Daby Toure Diam Review

Released 2004.  

BBC Review

'His approach is perfect for global music crossover success, managing to retain its...

Martin Longley 2004

Daby Toure had a rural upbringing in Mauritania, but this first solo album betrays his Senegalese family roots. Toure's father tried to push him away from music, but Daby snatched secret guitar time, and in 1989 his brothers invited him to join their Toure Kunda band in Paris. Later, Daby formed Toure Toure with his cousin Omar.

Daby writes his own material, and is a virtual one-man band, layering up all of his own guitar, bass and percussion parts. His voice is wide-ranging.Its bass parts trimmed with a variety of subtle mixing desk effects, the higher tones left free to float with a pure and clear natural sound. Toure's basslines are the beating heart of each song, flanked by detailed percussion, with delicate acoustic guitar taking care of the crucial verse frameworks.
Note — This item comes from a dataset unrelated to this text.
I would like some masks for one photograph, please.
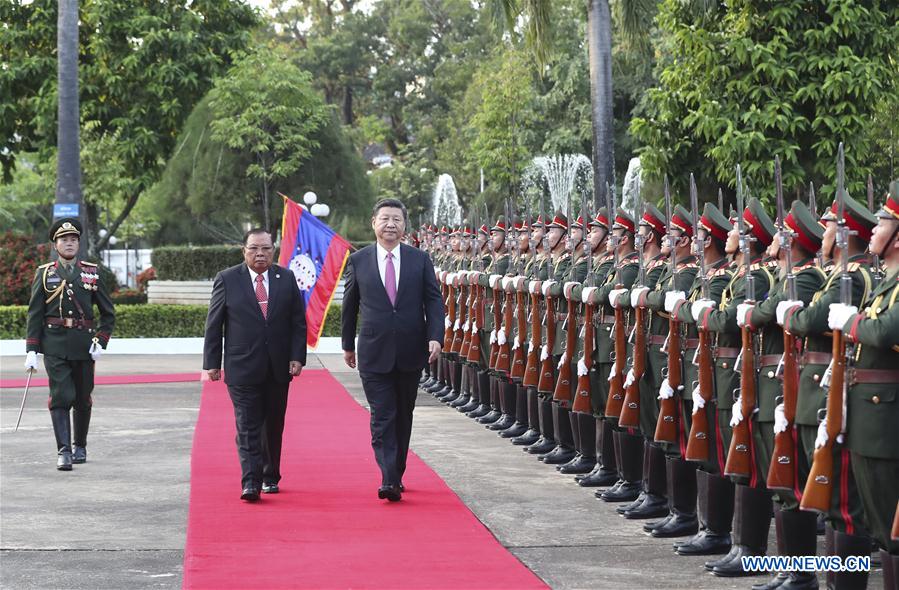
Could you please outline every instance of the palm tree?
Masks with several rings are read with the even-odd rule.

Most of the Mauritanian music heard in the UK is of the hardcore desert variety, best exemplified by the throaty singing style of Dimi Mint Abba. Toure's music has passed through a Parisian studio filter. His co-producer and keyboardist is Cyrille Dufay, whose contributions are always tastefully shaded. A song like "Yaw" will include sampled loops and echo-percussion, but these trimmings don't interfere with the illusion of acoustic space. Toure repeatedly aims for a mesmerising mood, which can sometimes relax into blandness. "Bary" has a Malian feel, particularly with its sawing electric cello lines, whilst "Dendecuba" boasts one of the album's strongest melodies. "Hammadi" and "Fabe" are infused with a great sadness, as Daby's voice takes on a raw aspect for the latter tune, set against a trailing melodica line. This album's only drawback is a cumulative sense of sameness as the songs unfold.

Toure has already supported Peter Gabriel on the Still Growing Up tour, and also appeared on the main stage at WOMAD 2004 in Reading. His approach is perfect for global music crossover success, managing to retain its rootsy qualities at the same time as forging ahead with an individualist singer-songwriter pop-fusion.